= Stefan Andriopoulos =

German academic

Stefan Andriopoulos (born 1968, Aschaffenburg, Germany) is professor in the Department of Germanic Languages and co-founder and former co-director of the Center for Comparative Media at Columbia University.

He is the author of Ghostly Apparitions: German Idealism, the Gothic Novel, and Optical Media (Zone Books 2013), which analyzes the constitutive role of spiritualism for the history of philosophy and technology. It was named a book of the year in Times Literary Supplement and has also been published in German and Brazilian Portuguese translation.

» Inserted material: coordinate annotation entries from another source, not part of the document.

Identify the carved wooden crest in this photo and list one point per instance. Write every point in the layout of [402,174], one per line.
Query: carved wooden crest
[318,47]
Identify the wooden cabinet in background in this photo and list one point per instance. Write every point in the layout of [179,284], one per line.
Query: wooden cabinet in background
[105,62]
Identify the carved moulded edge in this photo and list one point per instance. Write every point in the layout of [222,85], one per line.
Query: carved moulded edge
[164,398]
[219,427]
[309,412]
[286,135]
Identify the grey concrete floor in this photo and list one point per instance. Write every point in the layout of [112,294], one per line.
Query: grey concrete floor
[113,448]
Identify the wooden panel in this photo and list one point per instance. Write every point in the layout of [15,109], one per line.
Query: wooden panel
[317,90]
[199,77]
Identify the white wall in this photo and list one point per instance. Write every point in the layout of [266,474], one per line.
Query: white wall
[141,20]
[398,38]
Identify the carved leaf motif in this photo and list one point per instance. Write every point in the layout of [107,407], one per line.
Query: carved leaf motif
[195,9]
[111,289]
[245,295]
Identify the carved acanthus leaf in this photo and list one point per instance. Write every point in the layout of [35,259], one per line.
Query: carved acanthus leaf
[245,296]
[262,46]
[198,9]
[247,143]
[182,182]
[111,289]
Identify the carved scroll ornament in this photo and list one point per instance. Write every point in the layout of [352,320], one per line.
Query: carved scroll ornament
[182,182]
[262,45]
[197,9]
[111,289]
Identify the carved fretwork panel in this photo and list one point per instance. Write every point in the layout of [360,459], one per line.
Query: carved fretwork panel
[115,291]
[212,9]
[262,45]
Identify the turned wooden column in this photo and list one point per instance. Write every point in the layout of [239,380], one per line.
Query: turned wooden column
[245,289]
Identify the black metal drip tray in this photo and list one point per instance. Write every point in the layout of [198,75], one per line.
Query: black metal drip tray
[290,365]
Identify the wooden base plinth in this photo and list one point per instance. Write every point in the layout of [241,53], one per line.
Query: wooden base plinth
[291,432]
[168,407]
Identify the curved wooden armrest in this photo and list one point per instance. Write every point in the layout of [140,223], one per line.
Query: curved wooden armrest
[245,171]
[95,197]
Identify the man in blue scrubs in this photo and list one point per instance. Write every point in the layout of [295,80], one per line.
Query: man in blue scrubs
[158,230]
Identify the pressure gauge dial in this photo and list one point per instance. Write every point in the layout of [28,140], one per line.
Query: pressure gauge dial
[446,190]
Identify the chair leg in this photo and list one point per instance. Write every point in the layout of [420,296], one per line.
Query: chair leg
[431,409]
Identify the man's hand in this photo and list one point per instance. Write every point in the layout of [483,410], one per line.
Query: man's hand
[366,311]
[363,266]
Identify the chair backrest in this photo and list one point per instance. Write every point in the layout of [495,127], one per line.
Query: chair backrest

The Frankfurter Allgemeine Zeitung described its readings of Kant, Hegel, Schiller, and Schopenhauer as "persuasive, precise, and elegant." His previous book Possessed: Hypnotic Crimes, Corporate Fiction, and the Invention of Cinema (University of Chicago Press 2008) was awarded the Society for Literature, Science, and the Arts' 2009 Michelle Kendrick Award for best academic book on science, literature, and the arts. He has held visiting professorships at Harvard University, in the Department of the History of Science, and at Cologne University, in the Research Institute "Media, Culture, Communication." His academic focus is on media history and intersections of literature and science. Stefan Andriopoulos is also a recipient of the Columbia Distinguished Faculty Award.